Ensuring loaded feed is mixed properly is also a critical component of ensuring a consistent TMR. Not only can an improperly mixed TMR impact nutrient distribution and consistency, but it can also have an impact on particle size and sortability of the ration. A highly sortable ration can lead to inconsistencies in nutrient intake between cows, as each cow may sort and eat differently. This results in each cow essentially eating a different ration than the next. Sorting can also increase risk for other health factors, such as subacute rumen acidosis, which can have impacts on animal performance. Ensuring proper loading order, loading position, mixing time, power take-off (PTO) speed and mixer maintenance will help to improve mixer accuracy. Well-placed cameras can help determine areas that may be contributing to inaccuracy in mixing.
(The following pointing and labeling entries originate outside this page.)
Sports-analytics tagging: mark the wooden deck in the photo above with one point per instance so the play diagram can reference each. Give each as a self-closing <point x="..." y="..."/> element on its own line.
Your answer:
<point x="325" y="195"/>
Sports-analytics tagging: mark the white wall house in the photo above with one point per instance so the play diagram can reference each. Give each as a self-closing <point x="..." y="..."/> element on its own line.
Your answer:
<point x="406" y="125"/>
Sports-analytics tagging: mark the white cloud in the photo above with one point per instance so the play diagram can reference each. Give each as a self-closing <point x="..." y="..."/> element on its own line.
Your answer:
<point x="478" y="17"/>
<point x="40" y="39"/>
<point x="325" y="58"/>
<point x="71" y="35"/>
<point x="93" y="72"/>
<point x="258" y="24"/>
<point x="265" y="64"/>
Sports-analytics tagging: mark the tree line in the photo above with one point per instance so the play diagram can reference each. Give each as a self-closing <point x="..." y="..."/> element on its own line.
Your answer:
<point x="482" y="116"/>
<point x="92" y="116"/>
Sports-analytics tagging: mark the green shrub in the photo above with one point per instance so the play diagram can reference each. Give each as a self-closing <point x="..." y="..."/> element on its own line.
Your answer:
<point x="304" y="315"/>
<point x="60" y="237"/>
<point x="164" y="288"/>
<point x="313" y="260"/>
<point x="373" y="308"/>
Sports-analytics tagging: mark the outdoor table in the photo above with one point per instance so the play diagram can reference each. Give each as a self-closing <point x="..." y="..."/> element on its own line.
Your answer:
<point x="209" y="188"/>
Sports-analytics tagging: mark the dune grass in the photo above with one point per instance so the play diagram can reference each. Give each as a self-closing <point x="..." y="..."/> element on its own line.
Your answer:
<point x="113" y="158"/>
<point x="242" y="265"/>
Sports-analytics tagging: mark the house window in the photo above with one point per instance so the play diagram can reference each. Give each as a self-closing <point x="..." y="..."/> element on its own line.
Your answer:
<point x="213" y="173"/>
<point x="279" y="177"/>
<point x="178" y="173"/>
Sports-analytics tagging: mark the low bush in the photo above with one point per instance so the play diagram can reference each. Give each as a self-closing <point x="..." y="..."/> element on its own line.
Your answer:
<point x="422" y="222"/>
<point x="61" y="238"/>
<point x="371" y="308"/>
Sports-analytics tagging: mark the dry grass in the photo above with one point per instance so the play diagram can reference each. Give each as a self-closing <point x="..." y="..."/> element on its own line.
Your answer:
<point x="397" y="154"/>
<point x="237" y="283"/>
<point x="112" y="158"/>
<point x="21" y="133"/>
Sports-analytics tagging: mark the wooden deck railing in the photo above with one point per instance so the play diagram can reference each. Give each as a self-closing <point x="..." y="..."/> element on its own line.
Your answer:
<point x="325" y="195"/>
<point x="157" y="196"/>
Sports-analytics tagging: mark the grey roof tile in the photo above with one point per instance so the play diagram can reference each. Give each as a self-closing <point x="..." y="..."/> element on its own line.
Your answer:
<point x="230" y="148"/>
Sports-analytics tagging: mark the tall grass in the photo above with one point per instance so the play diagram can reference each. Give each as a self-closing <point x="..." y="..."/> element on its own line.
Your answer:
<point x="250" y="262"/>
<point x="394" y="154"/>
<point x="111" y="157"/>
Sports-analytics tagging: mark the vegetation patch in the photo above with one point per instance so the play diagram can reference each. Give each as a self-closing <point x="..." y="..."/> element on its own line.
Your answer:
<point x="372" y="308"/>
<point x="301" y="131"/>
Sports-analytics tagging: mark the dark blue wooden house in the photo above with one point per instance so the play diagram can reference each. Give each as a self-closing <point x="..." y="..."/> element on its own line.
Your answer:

Although studies have found differing impacts of TMR variability on production, one thing is certain: Differences between formulated and fed rations come at a cost to the dairy. When nutrients are undersupplied, there is a risk of production loss, and when nutrients are oversupplied, this can lead to increased ration prices, decreasing IOFCs. In one of the studies mentioned above, they aimed to assign cost to inconsistencies in mixing. They found that day-to-day mixing errors accounted for 1.5 to 3 cents per head, per day. When we isolate the cost of nutrient oversupply and today’s feed prices, 1% oversupply of CP is equivalent to half a pound of CP. Depending on protein source, this can increase ration costs as much as 17 cents per head, per day – greatly impacting the bottom line. As margins get tighter, farms and their decision-making teams need to evaluate ways to save money without impacting performance. Decreasing feed cost does not always mean cutting back valuable nutrients or additives, but instead using feeds to their full potential to yield the same result.
Make a plan
Start with aiming to understand the current TMR variability. TMR testing can easily and economically be achieved by NIR methods to help set a baseline. Ideally, testing TMR over seven days for two separate periods will help to understand day-to-day variability as well as the difference from formulated ration. Once a baseline is established, set goals for achievable targets and a routine protocol to help follow through and ensure those goals are being achieved. Then, readjust as necessary. Using the tools listed above, a more consistent TMR can be achieved – improving IOFC and herd performance.
Adapted from Katie Raver of Rock River Laboratories for Progressive Dairy.